Antigenic Drift

Antigens can be bound by immune cell receptors in order to trigger an immune response. Binding and recognition mechanisms are used to detect threats to the body, including viruses, bacterium, and chemicals. Cells within the body display antigens which enable them to be identified from foreign substances. Immune system receptors bind to foreign antigens which trigger immune responses to eliminate the threat, once infection is resolved the body can produce more of those specific receptors to detect these specific antigens upon reinfection, functioning as an acquired immune response to prevent infections of the same antigen in the future.

Vaccinations work with this same acquired immune response by stimulating production of receptors without having to face the primary infection via introduction of non-threatening antigens into the body.

Vaccinations and acquired immune responses only function if the antigenic structure remains the same, when the structure become altered receptors will no longer bind and the acquired immune system will not detect the threat, such is the case with antigenic drift and shift. A patient which has suffered a specific viral infection can become ill a second time, altering the structure of the antigen surface provides a potential mechanism for evasion of immune responses by pathogens.

Surface antigens of influenza include neuraminidase which functions in the process of new virions budding from cells, and hemagglutinin which bind to epithelial cells and allow entry of the virion.

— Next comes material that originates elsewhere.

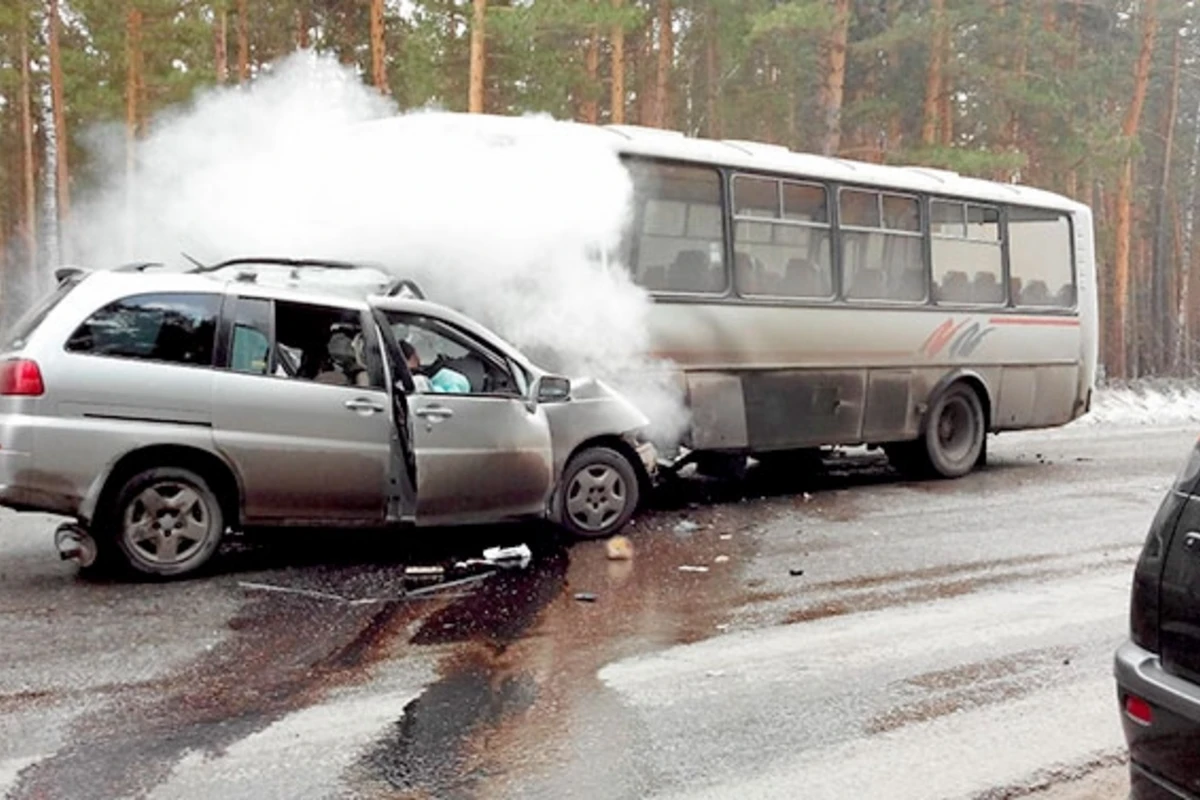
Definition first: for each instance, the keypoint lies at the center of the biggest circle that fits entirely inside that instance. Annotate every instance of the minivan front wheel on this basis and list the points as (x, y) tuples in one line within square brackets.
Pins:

As influenza replicates RNA to reproduce errors can be made that lead to mutations. 1 in 10000 nucleotides are transcribed incorrectly, which can be translated to 1 mutation ever time influenza replicates. RNA lacks ability to correct mutations that become permanent changes genetic code, each time influenza replicates progeny are slightly different. Differences accumulate with time and produce antigens that are substantially different from that of their ancestors, their antigens drift meaning that they can no longer be detected by acquired immune systems, and patients who have had one strain can be reinfected as the body will not detect it as the same infection. Antigenic drift is a serious and major concern for vaccinations, as slight changes in antigen structure mean previous vaccines will not be viable, requiring new vaccines.